"""Integration tests for downstream benchmark package.

Verifies that all modules import cleanly, dataclasses have correct fields,
pipeline functions exist with correct signatures, the CLI works, and
cross-module interactions are correct.
"""

from __future__ import annotations

import json
import subprocess
import tempfile
from pathlib import Path

import pytest

pytest.importorskip("benchmarks", reason="benchmarks package not on sys.path (run from repo root)")


# ======================================================================
# Module import tests
# ======================================================================


class TestModuleImports:
    """Verify every module in the downstream package imports without error."""
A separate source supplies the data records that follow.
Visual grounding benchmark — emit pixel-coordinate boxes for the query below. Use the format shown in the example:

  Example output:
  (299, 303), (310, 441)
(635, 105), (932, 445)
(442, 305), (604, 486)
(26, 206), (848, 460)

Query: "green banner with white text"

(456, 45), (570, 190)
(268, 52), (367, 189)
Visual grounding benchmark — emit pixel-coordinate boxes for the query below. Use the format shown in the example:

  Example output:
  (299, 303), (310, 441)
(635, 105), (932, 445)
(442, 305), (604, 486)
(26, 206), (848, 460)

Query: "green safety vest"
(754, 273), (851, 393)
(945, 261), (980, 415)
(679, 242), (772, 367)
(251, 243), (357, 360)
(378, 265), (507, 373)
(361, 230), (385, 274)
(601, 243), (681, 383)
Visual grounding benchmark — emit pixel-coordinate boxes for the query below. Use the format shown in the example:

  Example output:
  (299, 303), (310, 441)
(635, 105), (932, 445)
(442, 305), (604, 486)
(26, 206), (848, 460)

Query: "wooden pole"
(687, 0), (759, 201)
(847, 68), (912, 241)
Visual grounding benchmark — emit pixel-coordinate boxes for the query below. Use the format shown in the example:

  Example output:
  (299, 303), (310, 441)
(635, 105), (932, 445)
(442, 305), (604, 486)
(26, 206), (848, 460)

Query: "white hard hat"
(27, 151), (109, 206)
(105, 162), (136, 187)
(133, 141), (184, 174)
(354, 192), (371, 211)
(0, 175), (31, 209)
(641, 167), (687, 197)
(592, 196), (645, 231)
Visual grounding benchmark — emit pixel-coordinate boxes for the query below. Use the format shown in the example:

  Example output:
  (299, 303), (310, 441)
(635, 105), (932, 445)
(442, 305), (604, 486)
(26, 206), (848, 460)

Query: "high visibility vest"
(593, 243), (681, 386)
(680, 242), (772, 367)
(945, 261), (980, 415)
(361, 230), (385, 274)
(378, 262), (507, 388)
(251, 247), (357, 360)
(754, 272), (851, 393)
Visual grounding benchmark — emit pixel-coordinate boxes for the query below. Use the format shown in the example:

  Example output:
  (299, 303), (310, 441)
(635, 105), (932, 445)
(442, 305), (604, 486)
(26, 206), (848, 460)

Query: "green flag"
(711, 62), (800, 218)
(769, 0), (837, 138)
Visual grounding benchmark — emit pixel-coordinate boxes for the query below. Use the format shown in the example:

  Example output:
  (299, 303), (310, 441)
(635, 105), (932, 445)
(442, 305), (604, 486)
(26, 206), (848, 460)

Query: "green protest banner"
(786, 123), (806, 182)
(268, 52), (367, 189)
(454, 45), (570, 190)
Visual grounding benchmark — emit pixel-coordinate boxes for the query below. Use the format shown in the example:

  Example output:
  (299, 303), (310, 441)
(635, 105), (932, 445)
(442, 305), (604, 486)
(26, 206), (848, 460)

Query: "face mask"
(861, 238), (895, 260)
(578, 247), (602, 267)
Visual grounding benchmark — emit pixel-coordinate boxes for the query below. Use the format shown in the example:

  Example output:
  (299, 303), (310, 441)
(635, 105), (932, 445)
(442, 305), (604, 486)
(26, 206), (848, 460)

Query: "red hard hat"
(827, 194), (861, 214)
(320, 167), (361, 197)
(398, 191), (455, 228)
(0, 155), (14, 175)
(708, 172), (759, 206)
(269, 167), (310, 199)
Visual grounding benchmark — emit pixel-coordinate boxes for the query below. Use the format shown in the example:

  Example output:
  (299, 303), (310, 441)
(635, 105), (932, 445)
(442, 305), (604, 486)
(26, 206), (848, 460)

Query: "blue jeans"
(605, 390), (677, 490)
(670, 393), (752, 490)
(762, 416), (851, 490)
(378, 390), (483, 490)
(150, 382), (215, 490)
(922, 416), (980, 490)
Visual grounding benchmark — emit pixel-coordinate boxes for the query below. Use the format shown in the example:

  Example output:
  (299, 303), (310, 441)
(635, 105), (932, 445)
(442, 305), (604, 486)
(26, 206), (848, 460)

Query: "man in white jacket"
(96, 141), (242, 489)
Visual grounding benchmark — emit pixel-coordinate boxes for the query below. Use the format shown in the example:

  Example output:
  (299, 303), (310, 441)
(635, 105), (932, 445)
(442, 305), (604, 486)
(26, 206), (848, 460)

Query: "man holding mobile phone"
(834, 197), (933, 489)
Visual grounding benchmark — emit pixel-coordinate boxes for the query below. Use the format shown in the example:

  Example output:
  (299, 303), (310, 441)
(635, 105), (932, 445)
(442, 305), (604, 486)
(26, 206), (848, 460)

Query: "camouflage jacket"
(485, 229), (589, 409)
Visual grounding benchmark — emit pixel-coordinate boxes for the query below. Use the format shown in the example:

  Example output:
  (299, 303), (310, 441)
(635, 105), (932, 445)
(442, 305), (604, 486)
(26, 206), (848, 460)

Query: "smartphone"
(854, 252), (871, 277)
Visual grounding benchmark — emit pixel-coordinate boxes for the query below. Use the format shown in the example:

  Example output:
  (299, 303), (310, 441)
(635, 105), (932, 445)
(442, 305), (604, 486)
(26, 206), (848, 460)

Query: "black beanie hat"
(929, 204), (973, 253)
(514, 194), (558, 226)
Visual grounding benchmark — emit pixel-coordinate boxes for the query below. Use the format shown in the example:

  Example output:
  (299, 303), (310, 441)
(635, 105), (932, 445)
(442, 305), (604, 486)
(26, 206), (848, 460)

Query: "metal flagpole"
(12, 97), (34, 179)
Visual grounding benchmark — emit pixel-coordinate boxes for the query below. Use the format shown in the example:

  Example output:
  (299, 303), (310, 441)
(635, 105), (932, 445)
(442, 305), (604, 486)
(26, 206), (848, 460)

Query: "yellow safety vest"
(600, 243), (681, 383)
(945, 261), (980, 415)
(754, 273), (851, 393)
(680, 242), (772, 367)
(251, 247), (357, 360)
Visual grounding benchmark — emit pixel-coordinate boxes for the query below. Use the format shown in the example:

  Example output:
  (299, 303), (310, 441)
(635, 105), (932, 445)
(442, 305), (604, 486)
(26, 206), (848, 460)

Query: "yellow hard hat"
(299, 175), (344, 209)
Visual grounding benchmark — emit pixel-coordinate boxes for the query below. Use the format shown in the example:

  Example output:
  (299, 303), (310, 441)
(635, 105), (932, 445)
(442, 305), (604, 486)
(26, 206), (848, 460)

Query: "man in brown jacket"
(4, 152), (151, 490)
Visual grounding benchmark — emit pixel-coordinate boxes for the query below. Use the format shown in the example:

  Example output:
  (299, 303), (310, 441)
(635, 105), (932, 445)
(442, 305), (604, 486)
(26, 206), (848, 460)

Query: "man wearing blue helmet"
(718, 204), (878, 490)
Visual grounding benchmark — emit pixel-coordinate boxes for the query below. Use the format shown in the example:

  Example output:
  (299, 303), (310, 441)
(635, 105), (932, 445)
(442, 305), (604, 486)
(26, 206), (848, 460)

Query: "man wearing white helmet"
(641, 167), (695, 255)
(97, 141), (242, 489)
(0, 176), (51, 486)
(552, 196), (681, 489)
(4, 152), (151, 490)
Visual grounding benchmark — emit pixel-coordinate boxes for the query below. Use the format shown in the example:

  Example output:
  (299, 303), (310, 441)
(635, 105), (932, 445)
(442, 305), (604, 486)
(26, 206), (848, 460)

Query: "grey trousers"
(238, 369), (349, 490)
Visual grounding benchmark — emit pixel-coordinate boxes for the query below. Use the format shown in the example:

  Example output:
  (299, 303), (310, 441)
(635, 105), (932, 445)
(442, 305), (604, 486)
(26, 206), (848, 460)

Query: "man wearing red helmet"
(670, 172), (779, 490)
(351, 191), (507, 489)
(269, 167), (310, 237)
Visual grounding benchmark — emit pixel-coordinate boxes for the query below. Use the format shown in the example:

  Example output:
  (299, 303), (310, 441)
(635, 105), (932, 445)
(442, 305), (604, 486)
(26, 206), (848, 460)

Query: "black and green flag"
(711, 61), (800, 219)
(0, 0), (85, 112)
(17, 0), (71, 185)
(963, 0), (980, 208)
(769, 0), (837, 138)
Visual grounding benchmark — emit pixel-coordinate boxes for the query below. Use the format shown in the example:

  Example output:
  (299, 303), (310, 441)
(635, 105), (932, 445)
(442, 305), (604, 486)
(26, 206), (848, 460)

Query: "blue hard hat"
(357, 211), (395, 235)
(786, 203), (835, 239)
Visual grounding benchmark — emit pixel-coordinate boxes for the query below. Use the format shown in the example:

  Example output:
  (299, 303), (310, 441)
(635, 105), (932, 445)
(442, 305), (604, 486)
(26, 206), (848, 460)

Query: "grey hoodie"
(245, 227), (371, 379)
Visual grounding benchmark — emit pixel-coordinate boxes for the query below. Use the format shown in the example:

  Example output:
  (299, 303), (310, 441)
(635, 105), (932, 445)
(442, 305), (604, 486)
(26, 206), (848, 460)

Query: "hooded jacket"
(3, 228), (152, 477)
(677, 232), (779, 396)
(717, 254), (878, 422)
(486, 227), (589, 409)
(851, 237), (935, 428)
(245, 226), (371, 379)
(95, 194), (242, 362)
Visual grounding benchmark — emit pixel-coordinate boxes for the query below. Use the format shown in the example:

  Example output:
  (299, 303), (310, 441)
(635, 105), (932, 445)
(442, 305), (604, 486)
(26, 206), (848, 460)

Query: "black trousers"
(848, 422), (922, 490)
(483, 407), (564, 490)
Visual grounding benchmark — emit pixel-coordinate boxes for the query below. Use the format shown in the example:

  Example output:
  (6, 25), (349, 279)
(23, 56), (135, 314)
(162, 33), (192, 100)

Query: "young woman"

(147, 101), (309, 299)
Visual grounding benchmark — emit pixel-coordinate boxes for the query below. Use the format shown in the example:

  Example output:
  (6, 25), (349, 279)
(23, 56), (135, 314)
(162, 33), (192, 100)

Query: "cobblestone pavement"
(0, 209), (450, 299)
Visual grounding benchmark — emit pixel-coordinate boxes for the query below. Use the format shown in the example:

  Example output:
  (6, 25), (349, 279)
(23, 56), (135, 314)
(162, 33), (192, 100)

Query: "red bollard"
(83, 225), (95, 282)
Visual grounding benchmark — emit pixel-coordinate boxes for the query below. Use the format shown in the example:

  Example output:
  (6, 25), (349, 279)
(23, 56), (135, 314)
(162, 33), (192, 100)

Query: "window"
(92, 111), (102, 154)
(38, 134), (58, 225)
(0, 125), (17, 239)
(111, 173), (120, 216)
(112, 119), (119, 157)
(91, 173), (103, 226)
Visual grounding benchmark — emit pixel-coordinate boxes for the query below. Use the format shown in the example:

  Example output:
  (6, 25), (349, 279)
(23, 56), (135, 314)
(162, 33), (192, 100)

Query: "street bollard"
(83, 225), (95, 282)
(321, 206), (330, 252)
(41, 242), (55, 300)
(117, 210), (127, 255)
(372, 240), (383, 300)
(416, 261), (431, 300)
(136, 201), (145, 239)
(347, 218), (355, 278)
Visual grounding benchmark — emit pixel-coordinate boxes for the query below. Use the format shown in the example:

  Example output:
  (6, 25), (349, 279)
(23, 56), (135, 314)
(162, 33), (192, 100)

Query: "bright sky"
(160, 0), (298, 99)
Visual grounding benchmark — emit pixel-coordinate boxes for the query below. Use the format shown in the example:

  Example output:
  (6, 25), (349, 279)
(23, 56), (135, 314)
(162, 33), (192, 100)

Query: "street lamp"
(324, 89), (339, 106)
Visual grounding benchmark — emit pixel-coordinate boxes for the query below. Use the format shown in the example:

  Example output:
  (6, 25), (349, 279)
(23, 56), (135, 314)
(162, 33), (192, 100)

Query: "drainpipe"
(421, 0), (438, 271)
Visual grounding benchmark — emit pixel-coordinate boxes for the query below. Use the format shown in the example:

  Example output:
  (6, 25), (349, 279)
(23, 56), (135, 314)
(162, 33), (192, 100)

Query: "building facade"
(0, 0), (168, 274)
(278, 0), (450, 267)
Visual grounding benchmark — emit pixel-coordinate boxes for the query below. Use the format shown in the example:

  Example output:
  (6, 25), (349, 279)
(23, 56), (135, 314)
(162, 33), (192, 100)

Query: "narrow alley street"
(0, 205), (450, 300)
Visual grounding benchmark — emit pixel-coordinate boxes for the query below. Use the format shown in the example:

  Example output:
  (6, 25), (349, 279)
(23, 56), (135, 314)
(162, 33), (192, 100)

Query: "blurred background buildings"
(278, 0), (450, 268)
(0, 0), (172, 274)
    def test_import_package(self):
        from benchmarks.downstream import __init__  # noqa: F401

    def test_import_provenance(self):
        from benchmarks.downstream import provenance  # noqa: F401

    def test_import_utils(self):
        from benchmarks.downstream import utils  # noqa: F401

    def test_import_simulation(self):
        from benchmarks.downstream import simulation  # noqa: F401

    def test_import_calibration(self):
        from benchmarks.downstream import calibration  # noqa: F401

    def test_import_positive_selection(self):
        from benchmarks.downstream import positive_selection  # noqa: F401

    def test_import_phylo_accuracy(self):
        from benchmarks.downstream import phylo_accuracy  # noqa: F401

    def test_import_hmmer_detection(self):
        from benchmarks.downstream import hmmer_detection  # noqa: F401

    def test_import_figures(self):
        from benchmarks.downstream import figures  # noqa: F401

    def test_import_main(self):
        from benchmarks.downstream import __main__  # noqa: F401


# ======================================================================
# Dataclass field tests
# ======================================================================


class TestDataclassFields:
    """Verify all dataclasses have the expected fields."""

    @staticmethod
    def _field_names(cls):
        import dataclasses

        return {f.name for f in dataclasses.fields(cls)}

    def test_provenance_fields(self):
        from benchmarks.downstream.provenance import Provenance

        fields = self._field_names(Provenance)
        for f in [
            "timestamp", "kalign_version", "kalign_commit",
            "container_image", "hostname", "cpu_model", "cpu_cores",
            "ram_gb", "os_version", "python_version",
            "tool_versions", "parameters",
        ]:
            assert f in fields, f"Provenance missing field: {f}"

    def test_case_result_fields(self):
        from benchmarks.downstream.calibration import CaseResult

        fields = self._field_names(CaseResult)
        for f in [
            "sim_id", "method", "predicted_confidence", "actual_correct",
            "sp_score", "tc_score", "wall_time", "peak_memory_mb",
        ]:
            assert f in fields, f"CaseResult missing field: {f}"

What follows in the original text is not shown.